Howard Lake-Waverly Herald, Oct. 23, 2000

The Lockett cows' ordeal

The following is taken from the Nov. 26, 1885 issue of the Howard Lake Herald which was submitted by Fred Schuster, Howard Lake.

The two cows of George Lockett which have been so prolific of trouble and expense in the past, continue to be the leading topic of conversation and a fruitful source of lawsuits.

On Thursday last, the 19th inst., the cast of Guilford Nelson against Constable McNair, being a suit in replevin, came for hearing before Judge Morneau at Waverly.

The defendant was charged with unlawfully seizing two cows belonging to the plaintiff. After the examination of witnesses, eloquent speeches were made by W. E. Culkin, attorney for plaintiff, and F. E. Latham for defendant.

The court gave judgement for the plaintiff and ordered the restoration of the cows. Defendant has appealed to the district court and we learn that arrangements have been made to try the suit on appeal at the December term of court in Buffalo.

The case of Nichols, Shepherd & Co. against Constable Wallace King of Waverly, for unlawfully taking and detaining one cow of the value of $30, came for hearing before Justice Briggs in this village last Friday, the 20th inst., when the parties met, joined issue and adjourned for a week.

The third suit, that of Nichols, Shepherd & Co. against Guilford Nelson, came before H. Tanner last Saturday afternoon on a change of venue from Justice Briggs, F. E. Latham appearing for plaintiffs and W. E. Culkin for defendant. This suit was on account of the cow, variously described as "dark red" to "brindled," and resulted in a verdict for the plaintiffs.

The latest: All suits are in process of settlement on the basis of Nelson paying costs, restoring the cows and withdrawing from further action. It seems that George Lockett left here with a mortgaged team and heavily in debt to Nichols, Shepherd & Co.

Their attorney, Mr. Culler, of the firm Culler & Ritchie, succeeded in tracking him to Fremont county, Southern Iowa, where he has settled with his family and purchased 57 acres of good land about a mile from the station, near the Missouri line.

Mr. Lockett had left with about $1200, and in order to stay proceedings, paid Mr. Culler $200 or over in cash, with good security on the balance of his indebtedness.

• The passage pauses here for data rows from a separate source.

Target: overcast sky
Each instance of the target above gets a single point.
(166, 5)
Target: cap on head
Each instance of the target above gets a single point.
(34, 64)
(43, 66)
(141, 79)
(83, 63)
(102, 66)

He strenuously denied selling two cows to Nelson, which he admitted having mortgaged to Nichols, Shepherd & Co., and it was in consequence of this turn of affairs that Mr. Nelson decided on withdrawing from the case.

He informs us that he regards the attitude of Mr. Lockett as fatal to his case, and has made up his mind to lose the money he has invested in cows rather than litigate further.